Chippewa Tribe Gets OK for Upscale RV Park Plan
Plans for an upscale campground owned by the Saginaw Chippewa Indian Tribe in central Michigan received a special use permit by Union Township planners on Oct. 21.
Planners granted the permit and recommended approval of the site plan for the 23.51 acres of land where an upscale RV park will be developed, according to the Mount Pleasant Morning Sun.
The park property is next to the Holiday Greens golf course property north of the Soaring Eagle Inn, which are both owned by the tribe.
“I don’t see a downside to this project,” said John Dinse, township trustee and representative to the planning commission.
The development plans were submitted by Wilcox Professional Services who developed the site plan for Migizi Economic Development Co., which handles all non-gaming business interests for the tribe.
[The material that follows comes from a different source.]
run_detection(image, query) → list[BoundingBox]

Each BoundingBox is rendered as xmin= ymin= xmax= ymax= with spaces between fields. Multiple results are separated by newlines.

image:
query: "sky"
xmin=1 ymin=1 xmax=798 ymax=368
Township planners agreed that the plan is “harmonious with adjacent properties, and would maintain the character of the surrounding properties.”
“I think it would be an asset to the township,” Alex Fuller, planning commissioner, said.
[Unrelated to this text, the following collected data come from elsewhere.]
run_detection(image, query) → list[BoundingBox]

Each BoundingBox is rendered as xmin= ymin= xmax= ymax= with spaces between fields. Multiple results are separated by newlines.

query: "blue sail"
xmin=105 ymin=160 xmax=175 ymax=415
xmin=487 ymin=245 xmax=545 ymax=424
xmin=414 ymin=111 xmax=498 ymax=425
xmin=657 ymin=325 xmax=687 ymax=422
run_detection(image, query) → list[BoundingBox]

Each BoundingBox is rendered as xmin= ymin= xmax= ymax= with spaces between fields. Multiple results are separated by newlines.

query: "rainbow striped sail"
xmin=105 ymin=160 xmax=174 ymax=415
The planners approved the rezoning of the property in August 2008 from residential to agricultural, as the lakefront home will be converted to a clubhouse that will include a convenience store, game room, sitting room and food service.
Lisa Darnell, business systems analyst for Migizi, said that the park is not for tents or pop-up campers, but it will be a more “upscale campground.”
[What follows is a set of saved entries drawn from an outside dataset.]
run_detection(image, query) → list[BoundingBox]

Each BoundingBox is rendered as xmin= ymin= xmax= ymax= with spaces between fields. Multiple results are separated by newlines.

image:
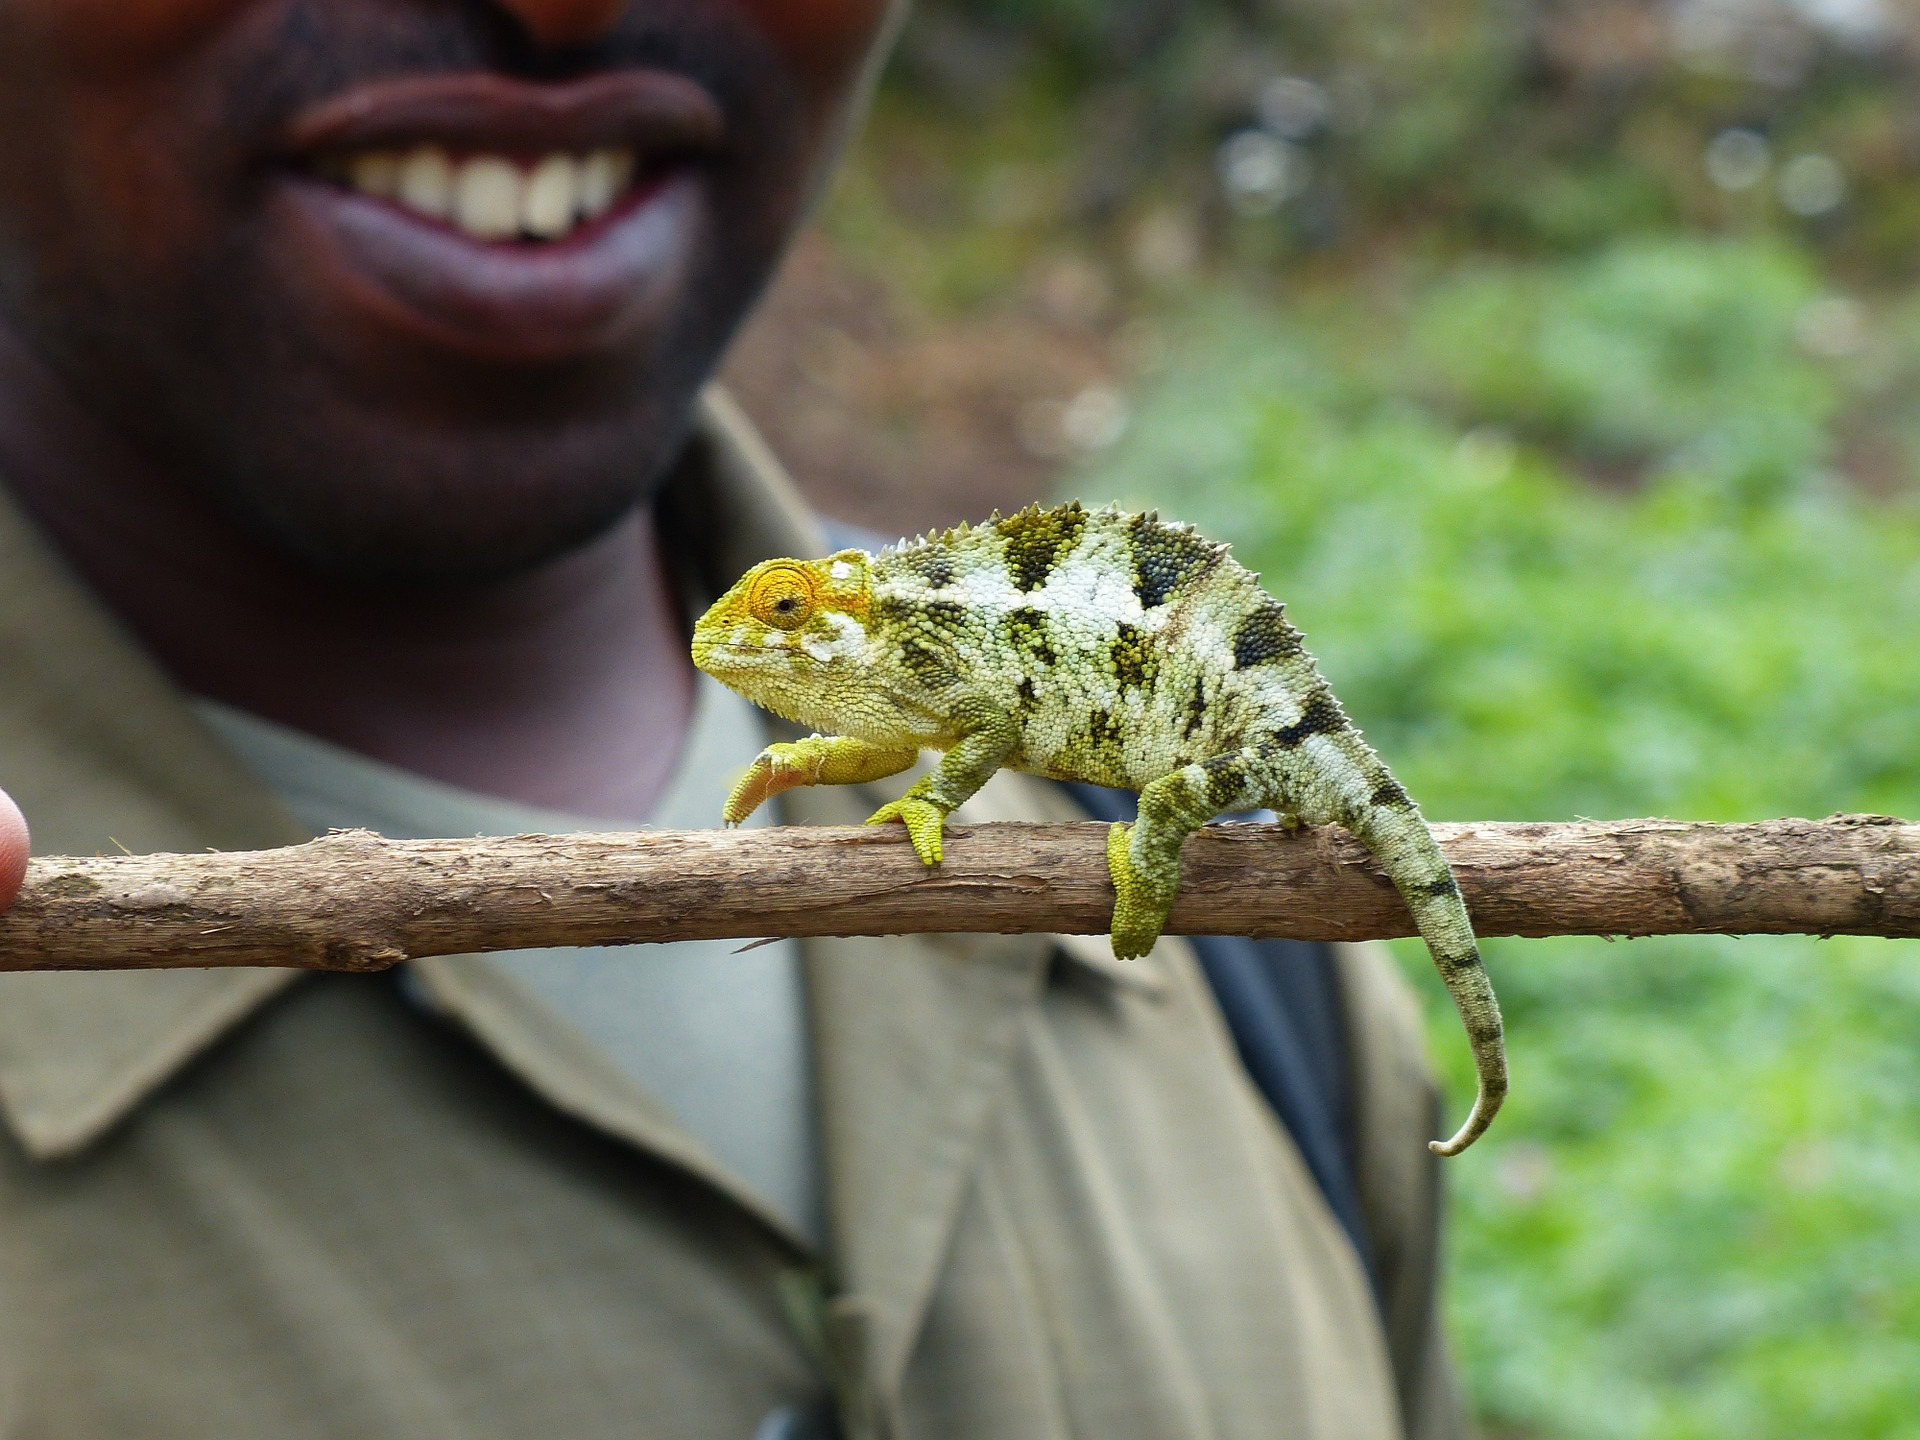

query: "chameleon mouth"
xmin=697 ymin=641 xmax=789 ymax=662
xmin=700 ymin=635 xmax=836 ymax=659
xmin=691 ymin=640 xmax=824 ymax=684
The site plan review for the campground had recommendations from the Isabella County Drain Commission, the Isabella County Road Commission and Union Township utilities.
“(The areas adjacent to the proposed park) are primarily industrial sites,” zoning administrator for the township, Woody Woodruff, said. “There is a church, three businesses and two older homes.”
Planners asked for answers to questions about security for the park, rules for using site fire pits, Dumpster location, drainage issues and issues surrounding the significant amount of wetlands on the property.
“We stayed out of the wetland areas,” Darnell said.
An engineer for Wilcox said that there are a number of natural paths through the wetlands, and they are seeking approval from the Department of Natural Resources to place a “small crushed gravel trail in the wetland area.”